Figure 2. Comparison of SNP locations in the Matina 1-6 genome. The chromosomes (TcmChr) and unanchored scaffolds (TcmScaf) of the Matina 1-6 v1.1 genome assembly are presented as concentric circles composed of colored arcs with their physical size in Mbp indicated. The outer circle comprises the 10 chromosomes, while the unanchored scaffolds are the inner circle. The location of the enriched QTL regions used in SNP selection are shaded in gray. Colored tick marks represent the SNPs selected for inclusion on the Cacao15kSNP array (green tick marks), SNPs present on the Cacao6kSNP array (blue tick marks), and SNPs in common between the two arrays (purple tick marks).

TABLE 2

Table 2. Summary of the SNP content present on the array.

Plant Material for Genotyping and Linkage Mapping

Leaf samples were collected from a total of 3,072 cacao trees at INIAP, Ecuador. The DNA from these samples was extracted using the Zymo Research plant DNA extraction kit, following the manufacturer's protocol (Zymo Research, Irvine, CA), and were submitted to Illumina for genotyping on the custom Infinium II BeadArray. The trees that were sampled came from the following populations / breeding trials: EET 95 × Silecia 1 (Stalin A) mapping population (733 individuals, including both parents), Scavina 12 × Unknown (Stalin B) mapping population (251 individuals, including the single, known parent), representatives of the clones from the Tecas (655 individuals), Ganaderia (409 individuals), and Malvinas field (401 individuals) clonal breeding trials, along with a sampling of their progenitors (66) from INIAP, Ecuador. Additional samples were collected from the Trinidad germplasm collection (136 individuals), the L12 progeny trial, with parents at CATIE (151 individuals), and selected clones from the SHRS, MCCS, and MRCC germplasm collections (172 individuals).
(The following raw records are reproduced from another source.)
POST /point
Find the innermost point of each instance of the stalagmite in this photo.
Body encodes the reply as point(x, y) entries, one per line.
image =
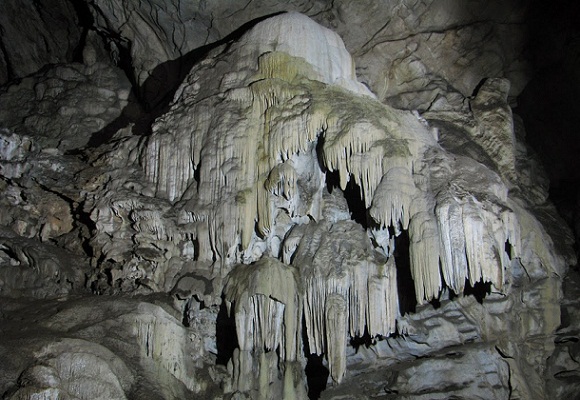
point(258, 152)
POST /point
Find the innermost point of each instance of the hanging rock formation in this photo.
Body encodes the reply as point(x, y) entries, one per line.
point(272, 215)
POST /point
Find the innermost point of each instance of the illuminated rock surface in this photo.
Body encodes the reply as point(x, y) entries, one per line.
point(260, 224)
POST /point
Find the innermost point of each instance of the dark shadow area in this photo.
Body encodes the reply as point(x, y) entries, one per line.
point(365, 340)
point(405, 282)
point(226, 336)
point(86, 21)
point(352, 194)
point(548, 105)
point(316, 373)
point(153, 98)
point(479, 290)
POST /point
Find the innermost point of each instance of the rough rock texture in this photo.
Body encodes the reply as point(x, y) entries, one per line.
point(216, 200)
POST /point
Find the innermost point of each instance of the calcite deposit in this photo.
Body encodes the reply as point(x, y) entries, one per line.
point(195, 209)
The remaining 98 samples were internal control samples from the Matina 1-6, Criollo 13, or Pound 7 trees located in Miami.

SNP Array Genotype Processing

Data generated from all 3,072 samples were analyzed with GenomeStudio (V2011.1, Illumina) using the Genotyping module (1.9.4, Illumina) and SNP clustering was performed, as part of the Illumina Genotyping module, with the custom GenTrain clustering algorithm that incorporates several biological heuristics. The genotype data were filtered to remove the SNP markers that failed to generate data for any sample. Additionally, data points with low GenTrain score (<0.4) and GenCall score (<0.2) scores were removed. GenTrain score is a statistical score that evaluates clustering based on the shape of the clusters, their relative distance to each other, and mimics evaluations made by human experts. GenCall score is a quality metric ranging from 0 to 1. The lower the value the farther away from the center of the cluster a data point is; values below 0.15 are considered no calls. The data were exported as a whole, and subsets of the Stalin A and Stalin B mapping populations were generated.

F1 Mapping Populations

The Stalin A mapping population consisted of 731 F1 full-sib progeny from a cross between two parents, EET 95 and Silecia 1. The mother, EET-95, is a heterozygous (90.1%), high-yielding clone that is an F1 from an open-pollinated Nacional-type mother. It is often known for providing the fine flavor characteristics of Ecuadorian chocolate. The father, Silecia 1, is a homozygous (79.5%) cultivar from the upper region of the Amazon and has been shown to be tolerant to witches' broom (Eskes, 2010). This cross was made in 1968 as part of a breeding effort to improve yield and disease resistance (Hardy, 1960; Hunter, 1961; Rudgard et al., 1993; Eskes, 2010). The Stalin B mapping population comprises 250 F1 full-sib progeny from a cross between two parents, Scavina 12 (mother, 50% heterozygous) and a single, but unknown, father (58.8% heterozygous). The father tree was either not characterized or this information has been lost. The tree had reportedly died before the start of this study, but it was likely a high-yielding selection from a local farm. Scavina 12 is known to carry resistance to witches' broom (Eskes, 2010). From Stalin A, both parents and 705 out of the 731 progeny samples were successfully genotyped. From Stalin B, the mother and 249 out of the 250 progeny samples were successfully genotyped. Two additional progeny were removed from Stalin B because their genotypes were identical, and they clearly represented a mistake during leaf collection or sample processing. A genotype for the unknown father of Stalin B was inferred from allelic segregation in the progeny and the genotype of the mother. This was done for each locus by calculating the chi-squared goodness of fit of the genotype segregation against the hypothetical genotype segregation patterns for a population of F1 progeny, assuming Mendelian inheritance and given the maternal genotype. The model with the smallest chi-squared test statistic was assumed to represent the true segregation pattern at a locus, and the father genotype was assigned accordingly. The scripts for this inference can be found in the Supplemental Material (Supplementary File 1).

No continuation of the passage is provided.